Block controversy an ugly new low
There's very little that can shock me on reality TV. I've chortled my way through cheating and tantrumming, name-calling and wine-chucking. More often than not it's simply harmless entertainment: stupid people willingly doing stupid things.
Host Scott Cam's confrontation with gay contestants Mitch and Mark is gearing up to be one of the ugliest altercations I've ever seen on 21st century television.
Here's what's gone down so far.
Earlier in the series, Sydney-based couple Mitch and Mark, who have been renovating houses together for most of their 14-year relationship, decided to convert the terrace on their top floor into a third living area, or entertaining space. The architect's plans had originally earmarked it as a master bedroom.
So far, so what.
But over time, an uncomfortable pattern has developed whenever host Scott Cam, the judges or even the other contestants spoke about this specific area. This, everyone said over and over, was Mitch and Mark's "party house" designed "for people like them". There was a snigger to it. A nudge. A condescension.
When it kept happening, over and over, particularly in the broader context of the way Mitch and Mark were portrayed by the show in several other ways, the implication became clear.
The gay boys from Sydney were making a big, noisy, clichéd gay disco for themselves and other frivolous gays just like them.

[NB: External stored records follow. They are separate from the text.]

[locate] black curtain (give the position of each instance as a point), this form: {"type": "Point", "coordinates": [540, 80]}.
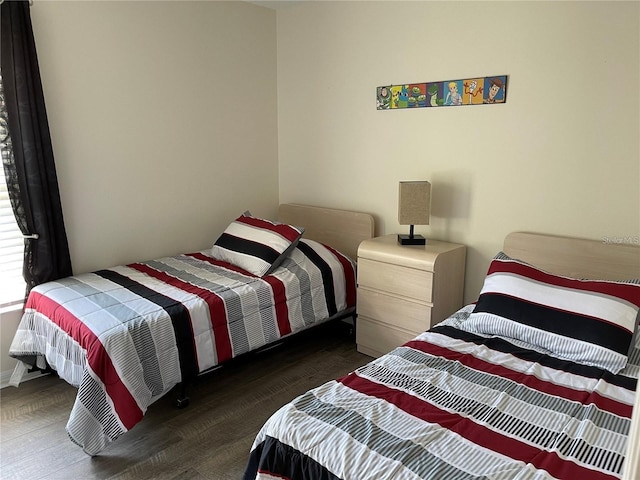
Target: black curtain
{"type": "Point", "coordinates": [29, 166]}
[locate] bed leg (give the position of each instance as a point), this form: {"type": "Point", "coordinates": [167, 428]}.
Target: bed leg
{"type": "Point", "coordinates": [183, 399]}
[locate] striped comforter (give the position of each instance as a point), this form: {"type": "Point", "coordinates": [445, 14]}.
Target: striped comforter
{"type": "Point", "coordinates": [453, 405]}
{"type": "Point", "coordinates": [125, 336]}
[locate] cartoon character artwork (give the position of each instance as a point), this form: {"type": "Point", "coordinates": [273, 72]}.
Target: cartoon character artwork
{"type": "Point", "coordinates": [473, 89]}
{"type": "Point", "coordinates": [383, 98]}
{"type": "Point", "coordinates": [470, 91]}
{"type": "Point", "coordinates": [417, 95]}
{"type": "Point", "coordinates": [497, 91]}
{"type": "Point", "coordinates": [453, 96]}
{"type": "Point", "coordinates": [435, 94]}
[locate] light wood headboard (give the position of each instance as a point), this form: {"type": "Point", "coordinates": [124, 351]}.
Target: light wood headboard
{"type": "Point", "coordinates": [592, 259]}
{"type": "Point", "coordinates": [576, 257]}
{"type": "Point", "coordinates": [340, 229]}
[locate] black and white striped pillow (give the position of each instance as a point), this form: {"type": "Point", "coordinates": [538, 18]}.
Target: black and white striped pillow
{"type": "Point", "coordinates": [587, 321]}
{"type": "Point", "coordinates": [256, 245]}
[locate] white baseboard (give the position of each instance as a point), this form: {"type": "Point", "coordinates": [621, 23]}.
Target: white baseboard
{"type": "Point", "coordinates": [6, 376]}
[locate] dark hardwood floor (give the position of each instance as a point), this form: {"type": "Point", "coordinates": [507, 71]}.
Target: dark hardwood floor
{"type": "Point", "coordinates": [210, 439]}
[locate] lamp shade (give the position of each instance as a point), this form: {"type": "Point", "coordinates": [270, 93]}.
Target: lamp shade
{"type": "Point", "coordinates": [414, 203]}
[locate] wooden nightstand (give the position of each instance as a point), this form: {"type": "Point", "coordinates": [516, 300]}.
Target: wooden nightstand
{"type": "Point", "coordinates": [405, 290]}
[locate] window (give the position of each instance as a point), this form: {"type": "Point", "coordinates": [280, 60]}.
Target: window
{"type": "Point", "coordinates": [11, 250]}
{"type": "Point", "coordinates": [12, 285]}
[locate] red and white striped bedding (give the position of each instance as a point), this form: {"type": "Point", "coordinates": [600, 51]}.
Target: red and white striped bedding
{"type": "Point", "coordinates": [126, 335]}
{"type": "Point", "coordinates": [451, 404]}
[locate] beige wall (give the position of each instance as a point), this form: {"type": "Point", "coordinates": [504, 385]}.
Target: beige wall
{"type": "Point", "coordinates": [561, 156]}
{"type": "Point", "coordinates": [163, 119]}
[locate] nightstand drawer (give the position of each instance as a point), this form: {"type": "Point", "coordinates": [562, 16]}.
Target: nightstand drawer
{"type": "Point", "coordinates": [408, 282]}
{"type": "Point", "coordinates": [377, 339]}
{"type": "Point", "coordinates": [411, 316]}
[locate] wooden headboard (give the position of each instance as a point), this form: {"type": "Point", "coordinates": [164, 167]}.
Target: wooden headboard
{"type": "Point", "coordinates": [340, 229]}
{"type": "Point", "coordinates": [576, 257]}
{"type": "Point", "coordinates": [593, 259]}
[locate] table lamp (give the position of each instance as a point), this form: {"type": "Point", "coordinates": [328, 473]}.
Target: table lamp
{"type": "Point", "coordinates": [414, 204]}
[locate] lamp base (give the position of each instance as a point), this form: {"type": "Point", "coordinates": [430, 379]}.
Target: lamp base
{"type": "Point", "coordinates": [412, 240]}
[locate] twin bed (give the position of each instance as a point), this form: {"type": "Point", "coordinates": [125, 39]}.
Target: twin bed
{"type": "Point", "coordinates": [126, 336]}
{"type": "Point", "coordinates": [535, 380]}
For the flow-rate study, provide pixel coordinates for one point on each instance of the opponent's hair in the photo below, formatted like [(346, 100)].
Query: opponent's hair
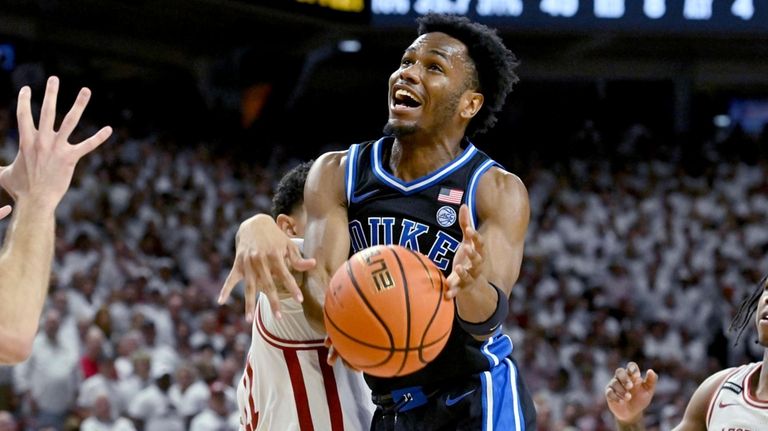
[(494, 63), (747, 310), (289, 193)]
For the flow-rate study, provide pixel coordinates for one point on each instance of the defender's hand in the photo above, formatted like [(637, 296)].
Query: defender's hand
[(43, 167), (628, 394), (264, 258)]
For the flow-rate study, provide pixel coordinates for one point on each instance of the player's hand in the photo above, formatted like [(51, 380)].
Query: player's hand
[(333, 355), (43, 167), (468, 261), (629, 394), (264, 258)]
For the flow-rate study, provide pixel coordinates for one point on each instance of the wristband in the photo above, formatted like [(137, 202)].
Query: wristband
[(494, 322)]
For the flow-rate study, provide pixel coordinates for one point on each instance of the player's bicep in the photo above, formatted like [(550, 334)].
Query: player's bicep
[(503, 214), (326, 235)]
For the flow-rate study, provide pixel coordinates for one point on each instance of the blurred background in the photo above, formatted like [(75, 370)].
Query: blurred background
[(638, 127)]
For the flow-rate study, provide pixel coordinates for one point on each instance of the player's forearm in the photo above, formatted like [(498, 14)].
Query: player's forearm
[(478, 303), (25, 267)]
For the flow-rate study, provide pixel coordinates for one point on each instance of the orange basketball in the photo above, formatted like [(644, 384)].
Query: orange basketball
[(385, 312)]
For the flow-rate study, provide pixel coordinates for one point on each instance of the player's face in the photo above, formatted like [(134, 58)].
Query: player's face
[(762, 317), (426, 91)]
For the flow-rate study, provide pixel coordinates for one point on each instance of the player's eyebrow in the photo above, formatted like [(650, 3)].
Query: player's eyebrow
[(435, 51)]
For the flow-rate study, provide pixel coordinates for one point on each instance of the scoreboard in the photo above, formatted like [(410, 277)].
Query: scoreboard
[(666, 16)]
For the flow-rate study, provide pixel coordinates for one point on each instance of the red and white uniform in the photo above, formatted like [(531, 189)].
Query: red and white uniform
[(734, 407), (287, 384)]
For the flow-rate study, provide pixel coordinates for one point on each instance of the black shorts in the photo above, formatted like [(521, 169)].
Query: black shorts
[(494, 400)]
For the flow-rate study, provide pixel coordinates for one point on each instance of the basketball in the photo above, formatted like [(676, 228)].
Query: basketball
[(385, 311)]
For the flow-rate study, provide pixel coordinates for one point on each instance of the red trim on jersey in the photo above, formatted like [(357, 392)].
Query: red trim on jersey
[(254, 414), (752, 401), (299, 389), (282, 343), (331, 391), (711, 408)]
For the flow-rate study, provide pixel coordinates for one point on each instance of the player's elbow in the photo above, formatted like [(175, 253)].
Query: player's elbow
[(15, 349)]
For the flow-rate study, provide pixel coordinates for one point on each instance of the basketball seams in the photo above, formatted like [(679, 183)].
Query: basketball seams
[(428, 271), (407, 295)]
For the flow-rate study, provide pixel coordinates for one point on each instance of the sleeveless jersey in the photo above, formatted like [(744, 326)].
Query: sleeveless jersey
[(287, 384), (421, 215), (734, 407)]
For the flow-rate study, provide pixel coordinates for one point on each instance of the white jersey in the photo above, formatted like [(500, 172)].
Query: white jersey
[(734, 407), (287, 384)]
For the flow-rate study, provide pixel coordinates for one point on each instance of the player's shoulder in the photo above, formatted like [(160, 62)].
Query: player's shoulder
[(498, 185)]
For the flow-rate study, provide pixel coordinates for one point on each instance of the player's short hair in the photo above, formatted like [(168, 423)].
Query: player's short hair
[(747, 310), (289, 194), (494, 63)]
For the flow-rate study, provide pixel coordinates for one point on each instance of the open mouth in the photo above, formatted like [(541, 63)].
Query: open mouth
[(405, 99)]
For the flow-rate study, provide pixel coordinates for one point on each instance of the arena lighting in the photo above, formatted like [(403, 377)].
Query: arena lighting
[(350, 45)]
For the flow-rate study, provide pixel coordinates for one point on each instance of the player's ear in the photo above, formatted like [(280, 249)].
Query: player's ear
[(287, 224), (471, 104)]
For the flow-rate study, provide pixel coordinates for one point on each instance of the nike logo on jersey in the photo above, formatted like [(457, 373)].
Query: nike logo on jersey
[(358, 198), (452, 401)]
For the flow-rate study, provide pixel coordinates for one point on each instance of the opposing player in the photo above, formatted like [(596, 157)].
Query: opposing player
[(287, 383), (731, 399), (37, 180), (406, 189)]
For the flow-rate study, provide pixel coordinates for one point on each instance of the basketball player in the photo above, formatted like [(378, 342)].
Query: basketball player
[(731, 399), (37, 180), (287, 384), (425, 186)]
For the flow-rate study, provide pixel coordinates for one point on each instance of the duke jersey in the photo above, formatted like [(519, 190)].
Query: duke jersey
[(421, 215), (734, 407)]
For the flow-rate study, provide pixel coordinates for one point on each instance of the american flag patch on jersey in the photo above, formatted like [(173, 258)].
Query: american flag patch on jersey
[(451, 196)]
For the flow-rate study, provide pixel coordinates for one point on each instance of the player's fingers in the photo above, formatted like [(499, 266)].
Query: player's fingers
[(24, 113), (623, 378), (48, 110), (617, 388), (633, 370), (612, 396), (233, 277), (93, 142), (283, 274), (75, 112)]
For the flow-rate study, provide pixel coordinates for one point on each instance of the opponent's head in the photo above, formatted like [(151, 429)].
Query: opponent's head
[(288, 201), (456, 74), (755, 304)]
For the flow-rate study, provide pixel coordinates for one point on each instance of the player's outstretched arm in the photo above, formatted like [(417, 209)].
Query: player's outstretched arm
[(628, 395), (264, 259), (488, 260), (37, 180)]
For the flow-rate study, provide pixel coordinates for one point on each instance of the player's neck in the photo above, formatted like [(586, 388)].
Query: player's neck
[(761, 388), (411, 158)]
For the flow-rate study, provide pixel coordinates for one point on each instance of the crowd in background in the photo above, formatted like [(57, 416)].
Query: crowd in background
[(625, 260)]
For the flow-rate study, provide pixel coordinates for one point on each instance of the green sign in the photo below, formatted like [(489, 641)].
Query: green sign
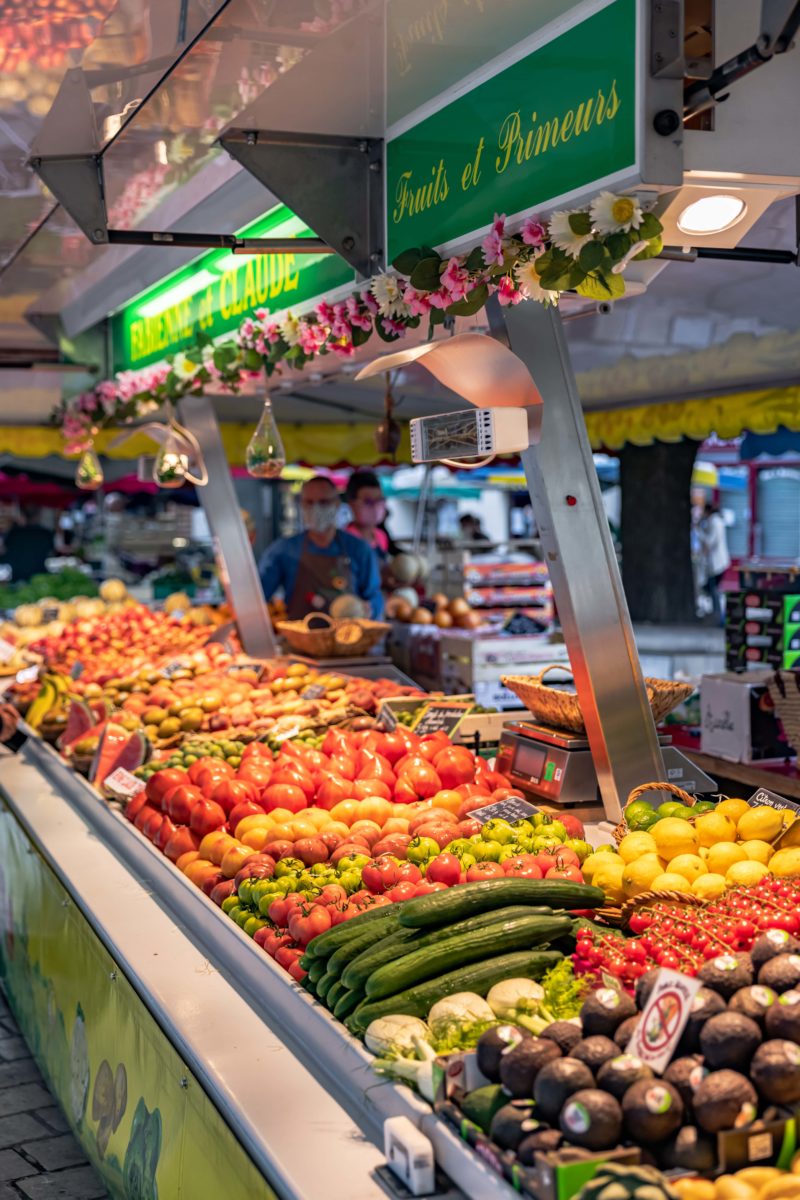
[(559, 121), (216, 292)]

As the series went on you could see the two men becoming increasingly frustrated, and by Sunday night's judging, Mitch was at boiling point. Their style, said Neale Whittaker, was all about "theatricality". Their terrace room, nudge, wink wink, was a "party room", according to Darren Palmer (at this point, it's perhaps worth noting that Palmer and Whittaker are both gay themselves).
You could see that Mitch was at the end of his rope.
"Oh please," he fumed, his face a picture of barely-contained anger.
Mark was quick to back his partner. "It is a living space as any house in any suburban part of Australia has. And if they're making a judgment about us - because they've often said, 'People like us' - I need to understand what does that mean? Are you judging us?"
This was too much for Scott Cam.
"I certainly don't think they are making a judgment about you guys personally," said Cam. "It's a judgment about having an entertainment space next to a master bedroom."
Perhaps if the endless "party house" comments had been made in isolation, you could argue that Mitch and Mark might be overreacting. Yes, they have called the space as a "party" area in the past.
But the sniggering tone of the repeated references gives it an entirely different, uglier edge.
And even more tellingly, the broader context of how Mitch and Mark have been portrayed by the show overall makes things very clear. Ever since the "boys" - as these two mature men in their 50s are invariably called - were introduced, the audience has been reminded again and again that their defining characteristic is that they are "gay".
During Mardi Gras, the couple's tradies donned fuchsia feather boas - because "gay". A few episodes in, Kylie Minogue appeared on set and Mitch and Mark were the only couple told to forfeit precious time working on their build to go and meet her - because "gay". Other contestants get The Travelling Wilburys or Vampire Weekend as background music during their segments. Mitch and Mark? Disco Inferno. Because "gay".
And this is how casual, insidious stereotyping and marginalising works - whether it's aimed at gay people, people of colour, women or other non-dominant groups. It's a joke. It's a bit of fun. It wasn't intentional. You're all the same, aren't you, you all love these feathers and discos and flashy theatricality?
But it's veiled enough that you can semi-plausibly deny it altogether.
And the targets need to shut up and pipe down and learn to take a joke if they want to fit in with everyone else.
The teasers for Monday night's episode suggest this won't be the last we hear of the matter. "Mitch and Mark are angry and they're spitting chips at me," thunders a miffed Scott Cam before the audience learns that the host will be storming off set as the week begins.